"I swear it!"
"Good! My dear Butler, I think things will arrange themselves marvellously well.... Just fancy! When walking on the Thames Embankment to-day, I met a theatrical manager whom I have known this long while ... a very good fellow, called Paul.... Naturally we had a glass together.... Then I asked him what he was doing. His answer was 'I am looking for an artiste!' Of course, I suggested myself! Paul explained that he did not need a clown, but a professor.... I promised to find him one if I could.... Would you like to be this professor?"
"Professor of what?" questioned Butler, who, in spite of his growing intoxication, was lending an attentive ear to clown Tommy, who laughed at the question.
"You would never guess who would be your pupils!... You would have to teach Japanese canaries to sing!"

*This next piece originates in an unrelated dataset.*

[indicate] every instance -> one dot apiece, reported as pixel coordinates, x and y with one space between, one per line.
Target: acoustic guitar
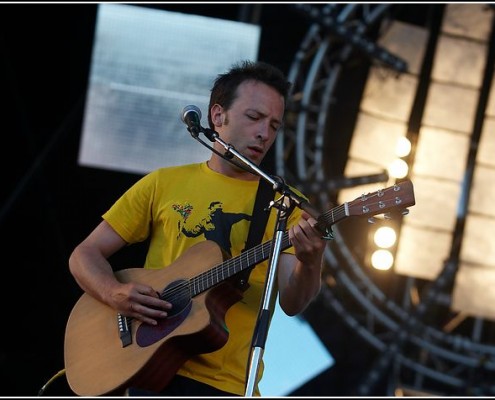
106 352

Butler considered this a joke in the worst of taste. The clown declared there was nothing ridiculous about teaching Japanese canaries to sing.... The important point was that the professor of singing Japanese canary birds would receive immediate payment.
Whilst Butler was turning over this offer in his muddled mind—for he had persuaded himself that the offer was a genuine one—the clown fidgeted on his high stool, and hummed an air from Faust in a falsetto voice. The clown stopped.
"Come, Butler, is it settled?"
Butler hesitated.
"I am not sure that I had better."
"But yes, certainly you had better," insisted the clown. "And, as it happens, I have agreed to dine with this manager he must be in the room downstairs.... I will go and look for him!... We three could meet and talk the thing over."